Don Daglow is a three-time Inc. 500™ CEO, a pioneering game designer and 2008 Technical Emmy® Award recipient whose career spans the history of Silicon Valley. Teams have shipped over $1 billion in game products under his leadership.
In addition to working with publishers and game developers, Don serves as Sr. Director for Industry Relations at The Strong National Museum of Play in Rochester, NY (home of the largest collection of video games and related documents and artifacts in the world), as an Advisor at the Founders Space accelerator in San Francisco (rated in the Top Ten by Inc. Magazine), and as the volunteer President of The Academy of Interactive Arts & Sciences Foundation, the charitable wing of the Academy.
Daglow has delivered keynotes and speeches at The Smithsonian Art Museum in Washington D.C., BAFTA in London, the Biennale in Frankfurt, Medientage in Munich and many international games conferences.
He is the only executive in the history of the games industry who has held leadership and/or creative positions on every generation of video game consoles, from 1980 to the present day. In 2003 he received the CGE Award for "groundbreaking achievements that shaped the Video Game Industry."
Along with John Carmack of id Software and Mike Morhaime of Blizzard Entertainment, Daglow is one of only three game developers whose work has been honored at both the Technology & Engineering Emmy® Awards and at the Academy of Interactive Arts & Sciences DICE Awards.
As an engineer working on mainframe computers, Daglow also created key early milestones in the development of chatbots (ECALA, 1972) and the machine translation of natural language (Spanish Translator, 1977).

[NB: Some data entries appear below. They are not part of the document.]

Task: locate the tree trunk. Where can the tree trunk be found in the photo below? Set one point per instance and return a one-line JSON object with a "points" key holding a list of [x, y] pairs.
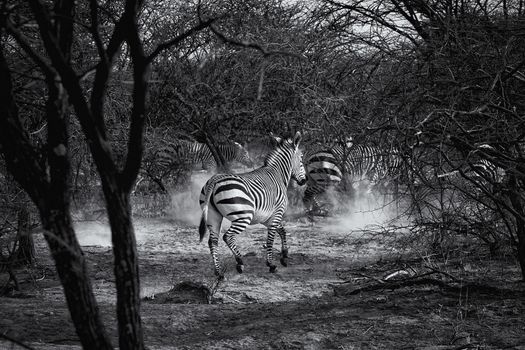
{"points": [[26, 248], [519, 216], [72, 270], [126, 267]]}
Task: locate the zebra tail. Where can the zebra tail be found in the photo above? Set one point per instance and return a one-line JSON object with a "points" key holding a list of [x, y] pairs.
{"points": [[204, 217]]}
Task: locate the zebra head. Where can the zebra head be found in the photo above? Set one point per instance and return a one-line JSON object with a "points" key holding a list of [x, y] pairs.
{"points": [[242, 155], [291, 145]]}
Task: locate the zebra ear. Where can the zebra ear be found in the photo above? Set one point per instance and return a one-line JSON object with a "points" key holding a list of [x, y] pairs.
{"points": [[275, 138], [297, 139]]}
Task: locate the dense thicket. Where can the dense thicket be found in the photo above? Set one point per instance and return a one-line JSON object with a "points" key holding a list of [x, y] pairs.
{"points": [[441, 80]]}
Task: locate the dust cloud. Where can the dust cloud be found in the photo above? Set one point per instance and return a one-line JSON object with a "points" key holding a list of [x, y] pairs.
{"points": [[185, 201], [361, 210]]}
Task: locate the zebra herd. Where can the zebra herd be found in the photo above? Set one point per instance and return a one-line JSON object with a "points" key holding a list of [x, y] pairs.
{"points": [[255, 197], [260, 196]]}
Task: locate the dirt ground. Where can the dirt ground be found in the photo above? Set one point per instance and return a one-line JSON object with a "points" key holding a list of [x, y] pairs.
{"points": [[311, 304]]}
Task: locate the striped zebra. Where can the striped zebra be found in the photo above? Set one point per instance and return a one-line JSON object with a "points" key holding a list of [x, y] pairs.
{"points": [[255, 197], [198, 154], [327, 168]]}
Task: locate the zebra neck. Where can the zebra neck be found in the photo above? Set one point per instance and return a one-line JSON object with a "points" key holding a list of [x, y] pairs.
{"points": [[280, 164]]}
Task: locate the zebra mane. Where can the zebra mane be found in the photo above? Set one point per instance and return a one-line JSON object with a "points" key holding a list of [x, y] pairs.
{"points": [[285, 144]]}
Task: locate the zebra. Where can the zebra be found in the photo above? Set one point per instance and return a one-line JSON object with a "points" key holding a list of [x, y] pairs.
{"points": [[255, 197], [327, 168], [196, 153]]}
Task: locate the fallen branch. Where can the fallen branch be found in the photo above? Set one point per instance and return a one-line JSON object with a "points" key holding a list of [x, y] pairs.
{"points": [[14, 341], [417, 281]]}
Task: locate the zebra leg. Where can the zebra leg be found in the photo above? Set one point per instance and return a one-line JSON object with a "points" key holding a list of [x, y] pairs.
{"points": [[269, 248], [213, 243], [229, 237], [284, 249], [214, 227]]}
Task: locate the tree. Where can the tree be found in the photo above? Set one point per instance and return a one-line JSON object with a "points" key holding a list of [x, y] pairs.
{"points": [[72, 90]]}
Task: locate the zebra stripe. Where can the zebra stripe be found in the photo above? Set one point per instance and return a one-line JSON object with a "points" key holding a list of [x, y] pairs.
{"points": [[326, 168], [196, 153], [255, 197]]}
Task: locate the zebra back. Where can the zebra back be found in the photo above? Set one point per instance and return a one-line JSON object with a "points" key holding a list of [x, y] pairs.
{"points": [[196, 153]]}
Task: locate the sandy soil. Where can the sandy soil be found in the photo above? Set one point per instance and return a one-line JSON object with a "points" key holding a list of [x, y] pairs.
{"points": [[307, 305]]}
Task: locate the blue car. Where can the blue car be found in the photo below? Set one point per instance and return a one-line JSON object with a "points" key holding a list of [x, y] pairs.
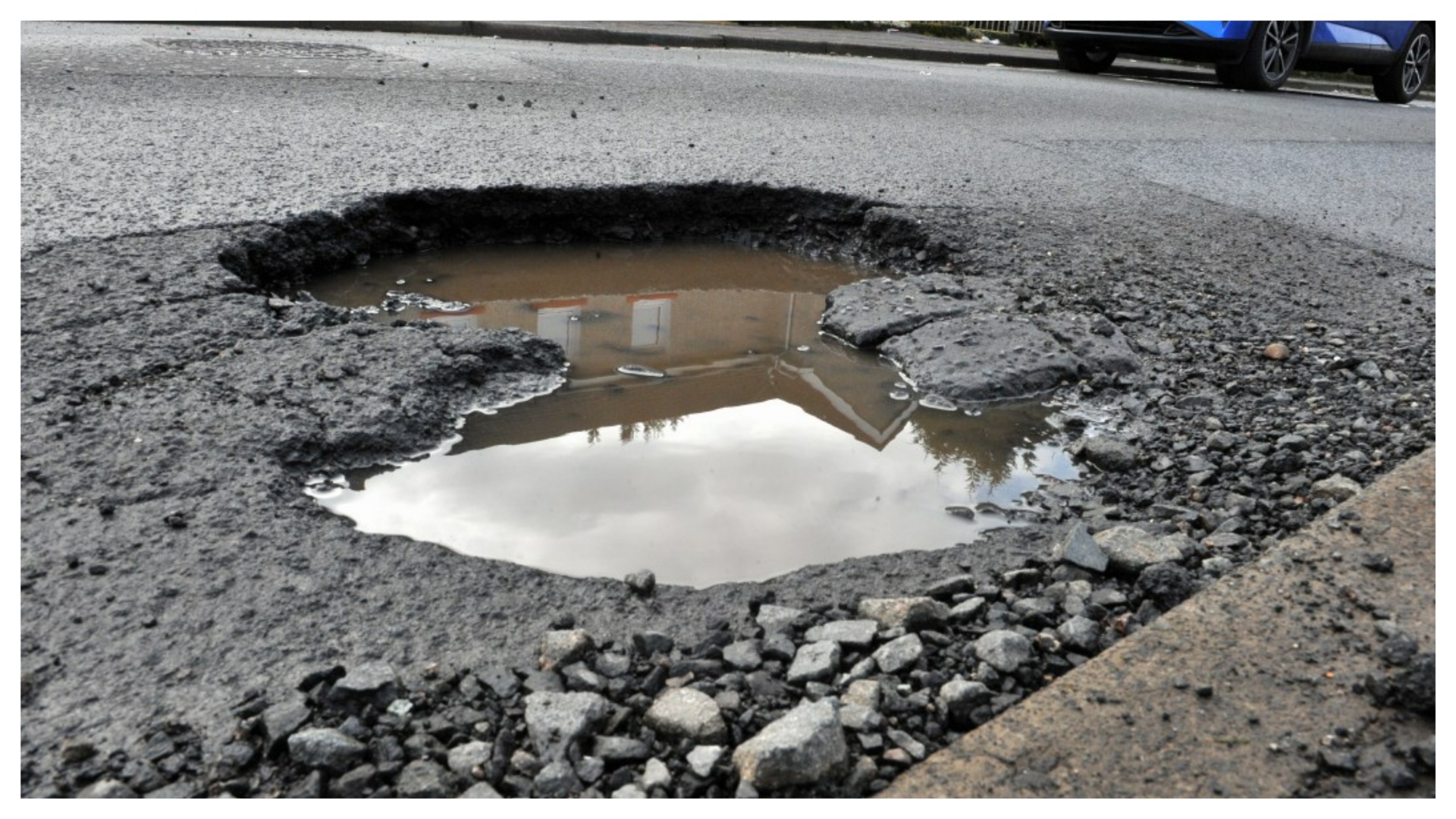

Don Daglow is the only games industry pioneer who is credited with creating seminal games in four different game genres:
• Role Playing – First DEC computer mainframe RPG (Dungeon, 1975, DEC PDP-10); first graphical MMORPG (Neverwinter Nights, 1991, Emmy® Award 2008)
• Sports – First interactive sports simulation game (Baseball, 1971); first use of multiple camera angles in video games (Intellivision World Series Baseball, 1983, with Eddie Dombower); produced two of the first three EA sports titles, designed one of them (World Tour Golf, Earl Weaver Baseball, 1984-87)
• Sim & God Games – First simulation video game, first "God" video game (Intellivision Utopia, 1981)
• Real-Time Strategy – First game with RTS gameplay (Intellivision Utopia, 1981); first 3D display in RTS games (Stronghold, 1993)
He is also an accomplished writer, with a playwriting award from The National Endowment for the Arts, published work in The Magazine of Fantasy and Science Fiction, and multiple book awards for his best-selling literary mystery novel, The Fog Seller and for the novelette The Last One on the Run. His non-fiction books are also award winners: Indie Games: From Dream to Delivery (for the games industry) and From Dream to Delivery for general business and anon-profit projects).
Don holds a B.A. (Playwriting) from Pomona College, and an M.Ed. (Multicultural Education) from Claremont Graduate University.